[personal profile] lighterthanair
It smells like someone is cooking something delicious in another apartment. The smell makes me hungry, but I'm too nervous about tomorrow to really want to eat anything right now.

Tomorrow, I go back to work. I've gotten the last form signed that they need signing, a note from my psychiatrist saying that yes, I really do have appointments on Monday mornings, and there's nothing that can keep me away from work anymore.

I'm nervous about going back because now I've been gone longer than I was there to start with. And where initial training was 14 weeks, they expect me to cram that into 4 weeks of refresher training, 2 of those weeks being ones in which I take calls. So roughly 8 weeks of classroom material must be relearned in 2 weeks. So far management is the only one who's confident that I can do that. I have real doubts about it.

Also, I have to go in there tomorrow and stand up for myself. Their return-to-work action plan essentially has things worded so that if people around me notice that I'm nervous, and it makes them nervous, I can be sent home without pay. It's unlikely, but it's possible. Among other things. I showed their list of rules and requirements to my psychiatrist today and even he thought that what they were demanding was ridiculous. And he's right; I have to go in there and tell them so (in stronger words than I did last time) and negotiate a fair deal. What they're doing to me now amounts to discrimination based on an assumed disability, and that goes against the guidelines in the Human Rights Act for this province.

Convincing them of that is going to be the challenge.

So I'm trying to spend the rest of the evening thinking about things that have nothing to do with work.

I finished The Kingdom of Gods earlier this afternoon, and was blown away by the ending. I'm going to have to really work at a review of it. Some things just transcend words, or at least my ability to use them.

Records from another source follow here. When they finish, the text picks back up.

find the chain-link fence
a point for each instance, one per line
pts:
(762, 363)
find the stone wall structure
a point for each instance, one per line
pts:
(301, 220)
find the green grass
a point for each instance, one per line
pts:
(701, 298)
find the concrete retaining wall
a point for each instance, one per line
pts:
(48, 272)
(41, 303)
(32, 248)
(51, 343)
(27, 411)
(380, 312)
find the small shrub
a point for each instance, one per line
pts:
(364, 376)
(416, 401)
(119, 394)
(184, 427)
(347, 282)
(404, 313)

Strange, though, that I can find precious little slash fiction for that fandom. Honestly, there are plenty of opportunities for it. Most of them canon! Of course, if many fanfic writers are anything like me, trying to write anything for such a well-done universe would be a daunting task.

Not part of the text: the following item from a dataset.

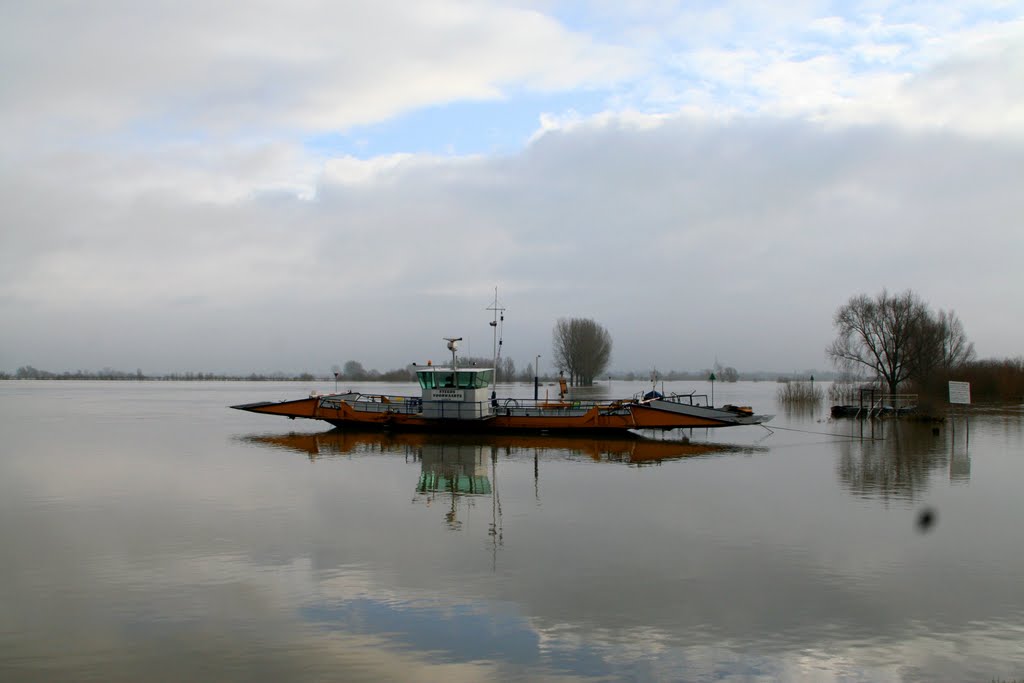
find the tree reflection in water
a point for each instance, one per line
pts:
(897, 458)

I decided to follow that book up with something lighter, and started on Insurgent, even though I really ought to be reading one of my review copies. I just really wanted to read this one. Hopefully I can get through it quickly. It starts in pretty much immediately after the last book ended, and in such a way that it feels like just a new chapter in the same book. Good if you've just finished reading Divergent, less good if you haven't. But hopefully the rest of the story will pull me in enough to make me forget the awkward opening.

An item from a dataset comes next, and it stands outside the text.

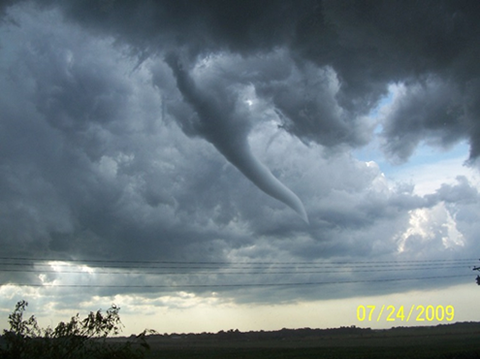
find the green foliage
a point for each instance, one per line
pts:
(77, 338)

Nick seems to be feeling better today, which is nice. I had the awkward task of giving him his evening antibiotic pill, which he wasn't happy about, but it could have been worse. Later he'll get his tolfedine to help with the fever and inflammation. He seems to be enjoying the strained squash mixed with his wet food more and more each time he eats it, so hopefully that will help with his bowel problem, too. I've got my fingers crossed for him making a proper recovery this time.

My arthritic finger is throbbing right now, so this might be a good time to stop typing and go give it some rest before the dark clouds break open and the rain starts to fall. There's still time to read some more before bed, too.